- Sunrun sees a bright future in deploying its solar-plus-storage option to provide grid services, as the company's leaders on Monday announced a pipeline of deals in half of its operating regions for programs like virtual power plants.
- After a second quarter loss due to COVID-19 impacts, Sunrun executives told analysts on the company's Q2 earnings call that demand for their products persists and battery storage adoption will increase as prices continue to fall and blackouts continue throughout the country.
- Grid services, such as employing distributed solar-plus-storage as a virtual power plant (VPP), are "gaining more traction," CEO Lynn Jurich said on the call. Utilities are marketing to their customers about resilience benefits on Sunrun's behalf, she said. But many VPP deals in the making are around pilot programs — "it's not going to be a huge revenue line item for 2021."
Sunrun estimates increased customer adoption of its storage options due to the consumer "pain point" from storms and outages.
Last week, a hurricane downgraded to a tropical storm led to blackouts across the Northeast. Michael Weinstein, Credit Suisse analyst, asked on the earnings call how such blackouts impacted product demand, "especially in New England."

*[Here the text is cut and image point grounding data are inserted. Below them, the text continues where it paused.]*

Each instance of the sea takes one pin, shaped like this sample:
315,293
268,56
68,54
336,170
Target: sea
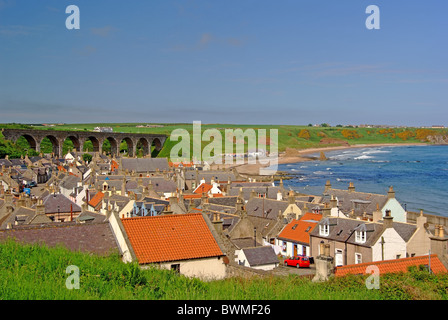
418,174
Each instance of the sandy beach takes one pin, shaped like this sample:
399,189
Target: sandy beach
303,155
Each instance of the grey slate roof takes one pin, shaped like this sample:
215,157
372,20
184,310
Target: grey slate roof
144,164
260,256
271,207
95,238
69,182
53,201
342,229
360,202
270,191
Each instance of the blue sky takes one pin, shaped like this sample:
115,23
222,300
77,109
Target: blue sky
243,62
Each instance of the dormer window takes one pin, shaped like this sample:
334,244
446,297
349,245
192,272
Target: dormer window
324,228
361,234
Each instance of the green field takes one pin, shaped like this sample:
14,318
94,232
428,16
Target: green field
34,272
295,137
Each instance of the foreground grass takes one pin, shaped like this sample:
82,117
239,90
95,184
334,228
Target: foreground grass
34,272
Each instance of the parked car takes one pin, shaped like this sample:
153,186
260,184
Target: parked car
298,261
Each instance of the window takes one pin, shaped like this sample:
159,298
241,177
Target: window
175,267
361,234
324,228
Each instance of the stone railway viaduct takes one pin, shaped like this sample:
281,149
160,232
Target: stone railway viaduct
57,138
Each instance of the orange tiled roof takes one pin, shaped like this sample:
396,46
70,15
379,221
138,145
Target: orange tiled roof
171,238
199,196
96,199
393,266
296,229
177,164
114,165
204,187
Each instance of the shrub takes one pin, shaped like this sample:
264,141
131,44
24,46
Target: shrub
304,134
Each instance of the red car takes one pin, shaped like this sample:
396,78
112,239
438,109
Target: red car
298,261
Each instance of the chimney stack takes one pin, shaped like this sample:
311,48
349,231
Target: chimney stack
326,211
377,214
421,220
292,197
351,187
327,186
279,196
388,220
391,193
333,202
217,222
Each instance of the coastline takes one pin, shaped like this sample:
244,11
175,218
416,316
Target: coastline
303,156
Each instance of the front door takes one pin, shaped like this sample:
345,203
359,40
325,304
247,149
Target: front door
338,258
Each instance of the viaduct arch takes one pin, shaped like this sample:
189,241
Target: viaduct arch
57,138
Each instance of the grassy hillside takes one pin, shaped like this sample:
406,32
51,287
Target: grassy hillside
32,272
296,137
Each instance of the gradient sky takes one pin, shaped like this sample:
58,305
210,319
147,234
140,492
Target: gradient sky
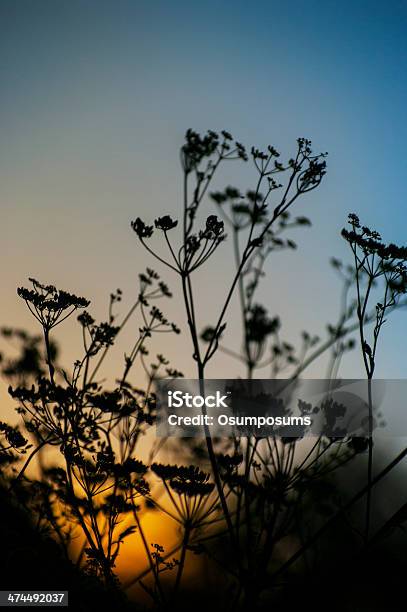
96,96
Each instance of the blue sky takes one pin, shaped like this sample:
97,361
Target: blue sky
96,97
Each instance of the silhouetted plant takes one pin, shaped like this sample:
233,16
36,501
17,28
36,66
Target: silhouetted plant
233,500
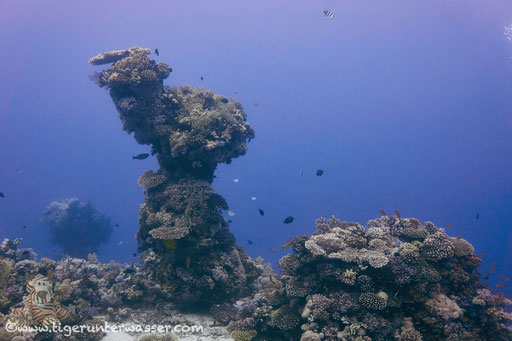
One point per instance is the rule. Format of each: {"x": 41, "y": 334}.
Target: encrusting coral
{"x": 193, "y": 253}
{"x": 394, "y": 279}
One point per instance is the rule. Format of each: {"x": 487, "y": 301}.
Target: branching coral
{"x": 405, "y": 281}
{"x": 190, "y": 131}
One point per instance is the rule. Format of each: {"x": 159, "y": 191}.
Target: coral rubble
{"x": 190, "y": 131}
{"x": 394, "y": 279}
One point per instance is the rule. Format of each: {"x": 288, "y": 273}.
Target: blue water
{"x": 406, "y": 105}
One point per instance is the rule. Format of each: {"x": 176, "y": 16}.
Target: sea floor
{"x": 164, "y": 316}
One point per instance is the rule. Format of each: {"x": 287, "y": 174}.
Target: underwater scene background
{"x": 394, "y": 106}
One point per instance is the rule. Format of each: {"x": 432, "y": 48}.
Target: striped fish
{"x": 328, "y": 14}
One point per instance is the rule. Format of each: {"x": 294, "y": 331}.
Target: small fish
{"x": 288, "y": 220}
{"x": 140, "y": 156}
{"x": 415, "y": 222}
{"x": 171, "y": 244}
{"x": 328, "y": 14}
{"x": 287, "y": 245}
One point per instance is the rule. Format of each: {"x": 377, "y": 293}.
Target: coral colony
{"x": 393, "y": 279}
{"x": 76, "y": 226}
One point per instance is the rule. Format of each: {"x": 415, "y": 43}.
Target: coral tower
{"x": 186, "y": 241}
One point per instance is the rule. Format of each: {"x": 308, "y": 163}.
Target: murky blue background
{"x": 406, "y": 105}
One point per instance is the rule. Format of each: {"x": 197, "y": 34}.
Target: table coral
{"x": 190, "y": 131}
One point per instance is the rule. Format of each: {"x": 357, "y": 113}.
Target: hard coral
{"x": 396, "y": 284}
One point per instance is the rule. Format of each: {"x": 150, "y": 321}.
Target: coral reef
{"x": 76, "y": 226}
{"x": 193, "y": 254}
{"x": 91, "y": 293}
{"x": 394, "y": 279}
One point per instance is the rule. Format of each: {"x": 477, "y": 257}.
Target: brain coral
{"x": 424, "y": 288}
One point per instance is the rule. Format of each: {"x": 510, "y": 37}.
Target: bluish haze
{"x": 406, "y": 105}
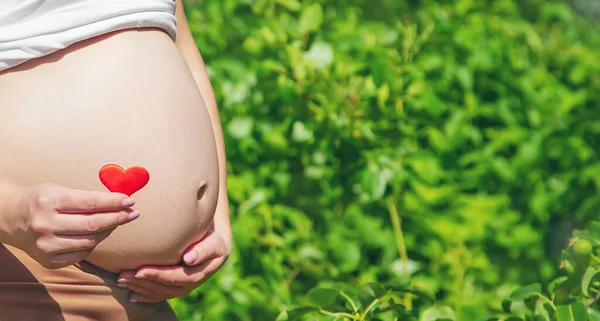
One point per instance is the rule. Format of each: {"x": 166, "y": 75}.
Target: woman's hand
{"x": 202, "y": 260}
{"x": 58, "y": 226}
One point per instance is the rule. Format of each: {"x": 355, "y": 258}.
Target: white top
{"x": 34, "y": 28}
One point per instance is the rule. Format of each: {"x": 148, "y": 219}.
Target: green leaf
{"x": 311, "y": 17}
{"x": 593, "y": 229}
{"x": 506, "y": 305}
{"x": 579, "y": 311}
{"x": 369, "y": 292}
{"x": 525, "y": 292}
{"x": 292, "y": 5}
{"x": 556, "y": 283}
{"x": 436, "y": 313}
{"x": 564, "y": 313}
{"x": 240, "y": 127}
{"x": 322, "y": 297}
{"x": 297, "y": 313}
{"x": 320, "y": 55}
{"x": 587, "y": 279}
{"x": 301, "y": 133}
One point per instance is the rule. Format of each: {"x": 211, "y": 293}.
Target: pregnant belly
{"x": 127, "y": 99}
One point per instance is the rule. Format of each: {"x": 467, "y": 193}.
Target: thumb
{"x": 210, "y": 247}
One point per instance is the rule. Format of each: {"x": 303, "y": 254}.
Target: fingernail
{"x": 133, "y": 215}
{"x": 190, "y": 257}
{"x": 128, "y": 202}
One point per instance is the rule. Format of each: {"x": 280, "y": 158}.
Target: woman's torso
{"x": 126, "y": 98}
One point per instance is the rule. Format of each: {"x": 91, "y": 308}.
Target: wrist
{"x": 9, "y": 195}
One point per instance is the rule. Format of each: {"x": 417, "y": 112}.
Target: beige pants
{"x": 82, "y": 292}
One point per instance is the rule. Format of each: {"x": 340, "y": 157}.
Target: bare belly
{"x": 127, "y": 99}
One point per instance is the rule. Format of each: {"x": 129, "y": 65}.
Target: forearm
{"x": 195, "y": 62}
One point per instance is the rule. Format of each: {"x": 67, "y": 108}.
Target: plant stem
{"x": 337, "y": 314}
{"x": 545, "y": 299}
{"x": 354, "y": 307}
{"x": 369, "y": 309}
{"x": 397, "y": 224}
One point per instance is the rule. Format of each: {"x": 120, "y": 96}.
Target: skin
{"x": 34, "y": 215}
{"x": 205, "y": 258}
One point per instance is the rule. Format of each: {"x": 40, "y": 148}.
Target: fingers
{"x": 66, "y": 259}
{"x": 81, "y": 242}
{"x": 152, "y": 289}
{"x": 184, "y": 276}
{"x": 82, "y": 224}
{"x": 76, "y": 201}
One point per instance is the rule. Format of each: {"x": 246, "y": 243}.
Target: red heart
{"x": 124, "y": 181}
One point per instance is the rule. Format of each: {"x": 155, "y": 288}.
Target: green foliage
{"x": 446, "y": 146}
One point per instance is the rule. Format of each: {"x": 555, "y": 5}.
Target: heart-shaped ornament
{"x": 128, "y": 181}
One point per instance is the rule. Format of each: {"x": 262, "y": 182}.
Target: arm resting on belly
{"x": 189, "y": 49}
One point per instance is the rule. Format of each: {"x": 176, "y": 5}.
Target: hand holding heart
{"x": 59, "y": 226}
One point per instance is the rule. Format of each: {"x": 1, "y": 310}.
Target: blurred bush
{"x": 465, "y": 132}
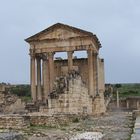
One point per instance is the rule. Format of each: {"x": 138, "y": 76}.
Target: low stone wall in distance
{"x": 36, "y": 119}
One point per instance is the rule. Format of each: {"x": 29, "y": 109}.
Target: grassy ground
{"x": 129, "y": 90}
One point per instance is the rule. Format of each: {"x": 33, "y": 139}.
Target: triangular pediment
{"x": 59, "y": 31}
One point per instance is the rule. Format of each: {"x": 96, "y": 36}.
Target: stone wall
{"x": 75, "y": 100}
{"x": 13, "y": 121}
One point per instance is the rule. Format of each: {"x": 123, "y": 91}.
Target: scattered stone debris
{"x": 88, "y": 136}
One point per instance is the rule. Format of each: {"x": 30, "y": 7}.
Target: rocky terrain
{"x": 113, "y": 126}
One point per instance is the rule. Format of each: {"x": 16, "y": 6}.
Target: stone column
{"x": 127, "y": 104}
{"x": 137, "y": 104}
{"x": 39, "y": 96}
{"x": 118, "y": 105}
{"x": 70, "y": 61}
{"x": 90, "y": 73}
{"x": 96, "y": 75}
{"x": 51, "y": 70}
{"x": 45, "y": 76}
{"x": 33, "y": 77}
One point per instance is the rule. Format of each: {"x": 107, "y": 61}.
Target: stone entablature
{"x": 64, "y": 38}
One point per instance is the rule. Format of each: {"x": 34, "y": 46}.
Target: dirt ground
{"x": 113, "y": 125}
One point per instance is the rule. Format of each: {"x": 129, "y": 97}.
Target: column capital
{"x": 32, "y": 53}
{"x": 71, "y": 52}
{"x": 50, "y": 54}
{"x": 44, "y": 56}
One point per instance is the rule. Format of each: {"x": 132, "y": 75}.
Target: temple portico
{"x": 45, "y": 69}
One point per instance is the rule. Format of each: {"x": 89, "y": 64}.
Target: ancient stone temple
{"x": 69, "y": 85}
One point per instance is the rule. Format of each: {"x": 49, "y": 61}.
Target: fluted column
{"x": 94, "y": 73}
{"x": 39, "y": 96}
{"x": 51, "y": 70}
{"x": 90, "y": 72}
{"x": 33, "y": 77}
{"x": 97, "y": 78}
{"x": 70, "y": 60}
{"x": 45, "y": 78}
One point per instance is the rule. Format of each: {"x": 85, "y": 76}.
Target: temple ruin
{"x": 72, "y": 85}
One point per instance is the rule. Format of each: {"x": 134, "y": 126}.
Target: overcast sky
{"x": 115, "y": 22}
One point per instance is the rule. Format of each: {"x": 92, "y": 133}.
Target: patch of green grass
{"x": 129, "y": 90}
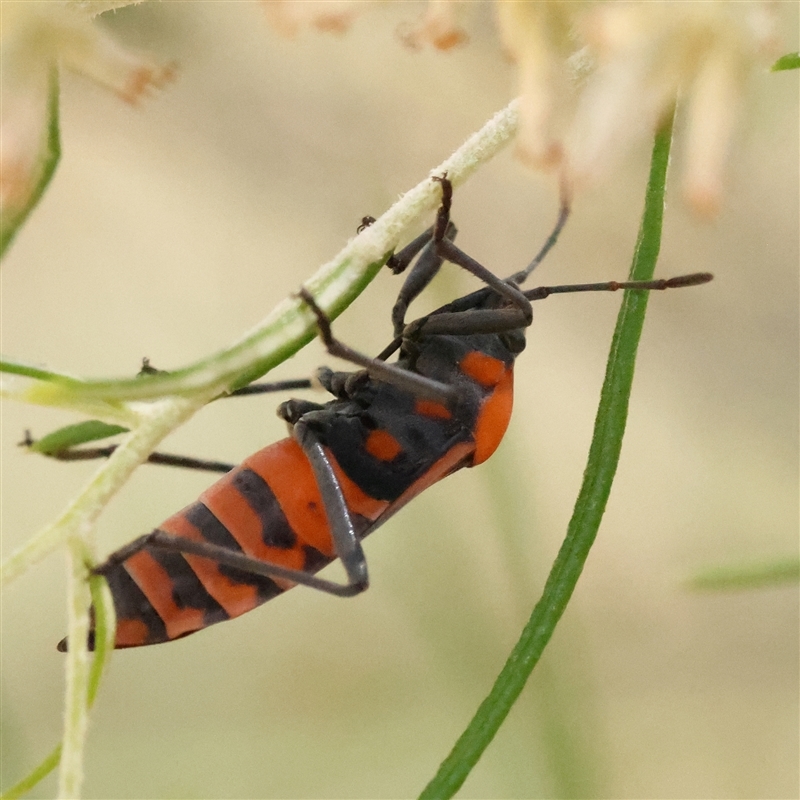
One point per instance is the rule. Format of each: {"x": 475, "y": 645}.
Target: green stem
{"x": 47, "y": 161}
{"x": 590, "y": 505}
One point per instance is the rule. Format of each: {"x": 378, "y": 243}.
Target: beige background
{"x": 171, "y": 229}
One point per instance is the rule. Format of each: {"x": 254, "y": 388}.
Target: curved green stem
{"x": 590, "y": 505}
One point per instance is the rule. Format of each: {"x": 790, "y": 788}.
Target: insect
{"x": 390, "y": 431}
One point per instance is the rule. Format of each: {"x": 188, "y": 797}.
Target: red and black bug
{"x": 392, "y": 430}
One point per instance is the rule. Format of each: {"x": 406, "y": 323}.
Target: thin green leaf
{"x": 105, "y": 625}
{"x": 789, "y": 61}
{"x": 748, "y": 576}
{"x": 73, "y": 435}
{"x": 49, "y": 155}
{"x": 591, "y": 502}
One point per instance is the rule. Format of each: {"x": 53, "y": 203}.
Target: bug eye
{"x": 514, "y": 341}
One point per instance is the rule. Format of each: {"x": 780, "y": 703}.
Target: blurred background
{"x": 172, "y": 228}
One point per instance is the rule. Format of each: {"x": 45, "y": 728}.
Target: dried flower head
{"x": 595, "y": 77}
{"x": 36, "y": 39}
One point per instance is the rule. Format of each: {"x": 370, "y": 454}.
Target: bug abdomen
{"x": 269, "y": 508}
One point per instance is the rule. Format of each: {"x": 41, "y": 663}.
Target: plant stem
{"x": 590, "y": 505}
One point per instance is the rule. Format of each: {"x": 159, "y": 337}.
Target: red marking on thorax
{"x": 382, "y": 445}
{"x": 493, "y": 418}
{"x": 487, "y": 371}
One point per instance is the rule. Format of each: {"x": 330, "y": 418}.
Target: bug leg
{"x": 345, "y": 540}
{"x": 92, "y": 453}
{"x": 346, "y": 543}
{"x": 427, "y": 266}
{"x": 378, "y": 369}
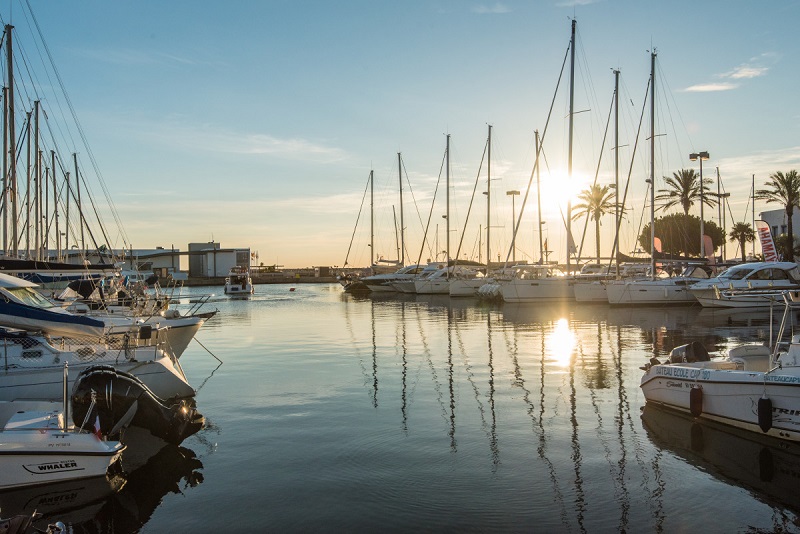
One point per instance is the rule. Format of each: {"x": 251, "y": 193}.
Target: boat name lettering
{"x": 683, "y": 372}
{"x": 782, "y": 378}
{"x": 57, "y": 466}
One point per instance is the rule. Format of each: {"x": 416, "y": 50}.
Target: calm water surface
{"x": 337, "y": 413}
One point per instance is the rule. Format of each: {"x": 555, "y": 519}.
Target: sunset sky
{"x": 256, "y": 123}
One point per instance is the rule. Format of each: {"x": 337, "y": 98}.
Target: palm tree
{"x": 595, "y": 202}
{"x": 783, "y": 189}
{"x": 684, "y": 189}
{"x": 743, "y": 233}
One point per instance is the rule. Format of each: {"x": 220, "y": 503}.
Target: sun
{"x": 558, "y": 190}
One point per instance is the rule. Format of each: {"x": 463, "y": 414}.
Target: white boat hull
{"x": 647, "y": 292}
{"x": 729, "y": 396}
{"x": 537, "y": 290}
{"x": 466, "y": 287}
{"x": 594, "y": 291}
{"x": 34, "y": 449}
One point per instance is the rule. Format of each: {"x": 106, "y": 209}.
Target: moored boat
{"x": 752, "y": 387}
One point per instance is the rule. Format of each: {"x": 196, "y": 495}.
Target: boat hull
{"x": 537, "y": 290}
{"x": 47, "y": 382}
{"x": 729, "y": 396}
{"x": 648, "y": 293}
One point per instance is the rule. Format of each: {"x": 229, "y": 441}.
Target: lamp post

"If you just think about numbers, there's 1.3 million New Jersey residents [who] didn’t have power; in California, last year, there’s 2.5 million that lost power... [I]f you think about the market size available to us in places where people have felt real restrictions in terms of how they are living, I think that will increase adoption considerably," Jurich said.
In the second half of 2020, Sunrun plans to come out with a 15% lower cost battery option — its first price improvement seen quarter-to-quarter in the technology.
Due to coronavirus impacts to sales and installation channels, the company had one of its worst quarters for distributed energy deployment in the last two years. Sunrun deployed 78.1 MW in Q2, as opposed to 102.7 MW in the same quarter last year. The amount of customers and leases deployed in the quarter also decreased.
The declines were in-step with reports from the Solar Energy Industries Association of slowdowns with residential deployment of rooftop solar during the public health crisis.
The company took a net loss for the quarter of $13.6 million, or $0.11 per share, according to earnings filings on Monday. Second quarter total revenue decreased 11% year-to-year, to $181.3 million, while solar energy systems and product sales revenue decreased 33% year-to-year, at $75.2 million.
Sunrun is preparing for the eventuality of a second-wave of COVID-19 restrictions and risks by pivoting its sales team to a digital format and instituting installer safety practices, Jurich said. The developer is not restricted from installing anywhere currently, although installations at some large retail stores have dragged as those locations "were not fully ramped back in."
Sunrun announced in July an acquisition of Vivint Solar for $3.2 billion, which is expected to close in the fourth quarter. Vivint has not had the same level of penetration in the residential storage market as Sunrun, which provides an opportunity to offer storage pairings to new customers. According to Jurich, Vivint's direct-to-home sales model is "quite supportive of these grid services-type programs."